Voices in Europe are being raised against diesels. France’s socialist government wants to persuade buyers to cash in their old diesels for electric cars by offering incentives of up to 10,000 euros ($11,000). Meanwhile Paris Major Anne Hidalgo recently announced measures to phase out diesels in the city by about 2020. Other cities like London have announced tighter controls on noxious emissions which will severely limit diesel access to the city.

Auto manufacturers are campaigning against what they have described as ill-informed opposition.
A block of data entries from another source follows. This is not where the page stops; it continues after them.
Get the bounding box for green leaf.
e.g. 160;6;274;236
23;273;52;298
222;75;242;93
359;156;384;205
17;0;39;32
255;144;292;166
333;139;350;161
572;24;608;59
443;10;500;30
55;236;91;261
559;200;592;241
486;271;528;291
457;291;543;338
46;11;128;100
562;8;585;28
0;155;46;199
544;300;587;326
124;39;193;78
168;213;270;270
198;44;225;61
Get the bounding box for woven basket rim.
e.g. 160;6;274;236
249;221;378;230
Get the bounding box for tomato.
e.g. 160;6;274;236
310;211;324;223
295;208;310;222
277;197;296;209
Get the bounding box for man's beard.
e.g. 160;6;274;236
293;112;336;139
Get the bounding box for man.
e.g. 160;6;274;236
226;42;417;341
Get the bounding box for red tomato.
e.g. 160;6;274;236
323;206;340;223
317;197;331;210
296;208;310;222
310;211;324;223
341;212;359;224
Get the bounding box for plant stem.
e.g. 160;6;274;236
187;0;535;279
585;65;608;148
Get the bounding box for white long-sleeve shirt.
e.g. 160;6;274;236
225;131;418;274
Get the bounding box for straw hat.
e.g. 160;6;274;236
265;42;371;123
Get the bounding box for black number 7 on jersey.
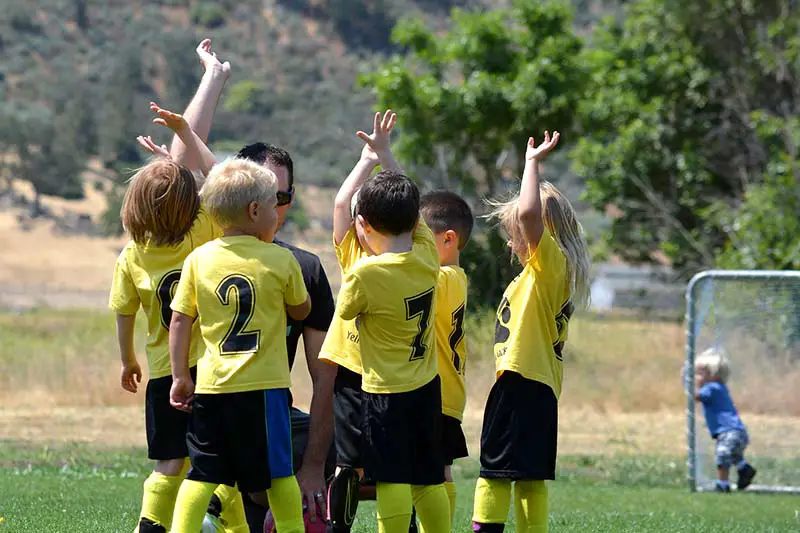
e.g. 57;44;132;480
405;287;433;361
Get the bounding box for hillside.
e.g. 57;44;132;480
0;0;488;183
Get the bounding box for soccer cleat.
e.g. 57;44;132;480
200;513;225;533
736;465;756;490
137;517;167;533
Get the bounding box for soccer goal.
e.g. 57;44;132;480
685;270;800;494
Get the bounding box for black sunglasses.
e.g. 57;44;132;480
275;186;294;207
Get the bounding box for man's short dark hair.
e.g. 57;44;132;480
356;170;419;235
419;191;475;250
236;142;294;190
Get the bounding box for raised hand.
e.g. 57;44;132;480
525;131;561;161
136;135;172;159
169;378;194;412
195;39;231;78
150;102;189;134
119;361;142;394
356;109;397;162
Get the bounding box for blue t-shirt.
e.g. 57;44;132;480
697;381;745;438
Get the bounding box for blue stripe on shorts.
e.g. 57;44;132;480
264;389;294;479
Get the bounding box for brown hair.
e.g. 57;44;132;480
121;159;200;246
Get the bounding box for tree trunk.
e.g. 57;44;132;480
31;185;42;218
75;0;89;30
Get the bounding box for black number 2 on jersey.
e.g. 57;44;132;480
156;270;181;331
405;287;433;361
217;274;261;355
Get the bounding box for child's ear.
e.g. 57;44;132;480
444;229;458;246
247;202;258;221
356;215;372;233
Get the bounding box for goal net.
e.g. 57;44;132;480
684;270;800;493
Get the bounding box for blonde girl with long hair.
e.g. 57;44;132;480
472;132;589;533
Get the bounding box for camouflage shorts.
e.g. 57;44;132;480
715;431;750;468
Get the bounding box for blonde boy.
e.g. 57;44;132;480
170;159;311;533
694;348;756;492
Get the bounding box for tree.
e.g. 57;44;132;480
0;103;85;216
162;30;200;109
99;44;147;165
573;0;800;271
361;0;585;194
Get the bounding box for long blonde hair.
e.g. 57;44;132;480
487;181;591;309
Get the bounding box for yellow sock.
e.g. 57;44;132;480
472;477;511;524
137;472;183;530
444;481;456;525
170;479;217;533
267;476;306;533
406;484;451;533
514;481;547;533
375;482;412;533
214;485;250;533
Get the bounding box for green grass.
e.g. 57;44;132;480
0;442;800;533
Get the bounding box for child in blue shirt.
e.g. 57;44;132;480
694;348;756;492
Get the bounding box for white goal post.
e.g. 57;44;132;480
684;270;800;494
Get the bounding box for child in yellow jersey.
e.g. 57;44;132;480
420;191;474;522
472;132;589;533
334;111;450;533
319;111;398;533
170;155;311;533
109;104;221;533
Environmental groups like Brussels-based Transport & Environment (T&E) don’t buy “superclean” claims and demand action to make Euro 6 vehicles less of a threat to health.

Earlier this month the E.U. adopted what it called the world’s first test for diesel car emissions on the road, and this was acclaimed by T&E.
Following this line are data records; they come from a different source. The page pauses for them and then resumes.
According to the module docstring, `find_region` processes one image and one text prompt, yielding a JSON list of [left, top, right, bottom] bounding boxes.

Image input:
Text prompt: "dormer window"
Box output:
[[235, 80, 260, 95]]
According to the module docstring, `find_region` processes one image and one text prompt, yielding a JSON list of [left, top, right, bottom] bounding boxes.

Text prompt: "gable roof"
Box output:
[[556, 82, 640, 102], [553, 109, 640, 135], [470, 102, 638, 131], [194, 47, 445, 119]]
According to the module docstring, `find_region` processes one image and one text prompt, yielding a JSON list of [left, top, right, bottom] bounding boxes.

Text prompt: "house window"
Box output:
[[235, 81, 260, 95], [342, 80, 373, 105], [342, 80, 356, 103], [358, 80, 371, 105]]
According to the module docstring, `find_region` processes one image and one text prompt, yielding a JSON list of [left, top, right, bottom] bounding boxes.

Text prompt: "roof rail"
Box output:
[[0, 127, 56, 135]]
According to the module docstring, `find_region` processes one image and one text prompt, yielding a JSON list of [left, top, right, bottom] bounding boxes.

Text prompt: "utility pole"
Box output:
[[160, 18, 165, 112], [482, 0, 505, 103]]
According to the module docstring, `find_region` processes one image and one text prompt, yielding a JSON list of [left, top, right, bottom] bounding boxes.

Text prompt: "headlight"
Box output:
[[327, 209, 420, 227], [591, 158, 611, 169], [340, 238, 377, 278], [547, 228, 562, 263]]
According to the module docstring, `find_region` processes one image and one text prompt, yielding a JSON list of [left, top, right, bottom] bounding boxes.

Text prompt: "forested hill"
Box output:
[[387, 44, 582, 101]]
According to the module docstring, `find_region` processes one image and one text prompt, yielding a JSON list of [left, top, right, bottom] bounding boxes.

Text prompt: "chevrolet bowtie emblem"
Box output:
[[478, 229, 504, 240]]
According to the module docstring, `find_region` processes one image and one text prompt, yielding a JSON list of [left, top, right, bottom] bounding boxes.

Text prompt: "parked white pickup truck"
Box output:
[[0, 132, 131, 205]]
“Europe now needs to fully enforce the new rules from 2017 to bring an end to dirty diesels,” T&E’s Francois Cuenot said.

The trouble is, the E.U. move was light on detail. The European Car Manufacturers Association, known by its ACEA acronym in French, described this as “very incomplete regulation” and called on the E.U.’s executive body, the European Commission, to provide details by June or July, so that it could quickly find out what investments were required by the industry.

“This is not smart regulation. We need clarity in advance so that we can plan the development and design of vehicles in line with the new requirements,” said Erik Jonnaert, ACEA Secretary General.

According to Price Waterhouse Coopers’ Autofacts, European manufacturers face potential fines of over 30 billion euros ($33 billion) by 2021 if they fail to meet the targets. They all were able to meet the 2015 target of an average 130 grammes per kilometre, equivalent to about 43 miles per U.S. gallon. By 2020, this must be raised close to 60 miles per U.S. gallon, and will need big investments, given that what Autofacts called “low-hanging fruit” like stop-start engines and rolling resistance tires have all been used.

“German (manufacturers) have shifted towards plug-in hybrids with relatively less emphasis on electric vehicles while French and Italians seem to have a greater affinity for electric vehicles and full hybrids that better suit their traditionally lighter vehicles,” Autofacts said.

Investment researcher Evercore ISI said the debate over diesels is hotting up and will pose big problems for manufacturers.

“The move to “real-world” testing in Europe will make future compliance more challenging for (manufacturers) bringing us full circle to the largest challenge faced by the industry, emissions regulation,” Evercore ISI analyst Arndt Ellinghorst said.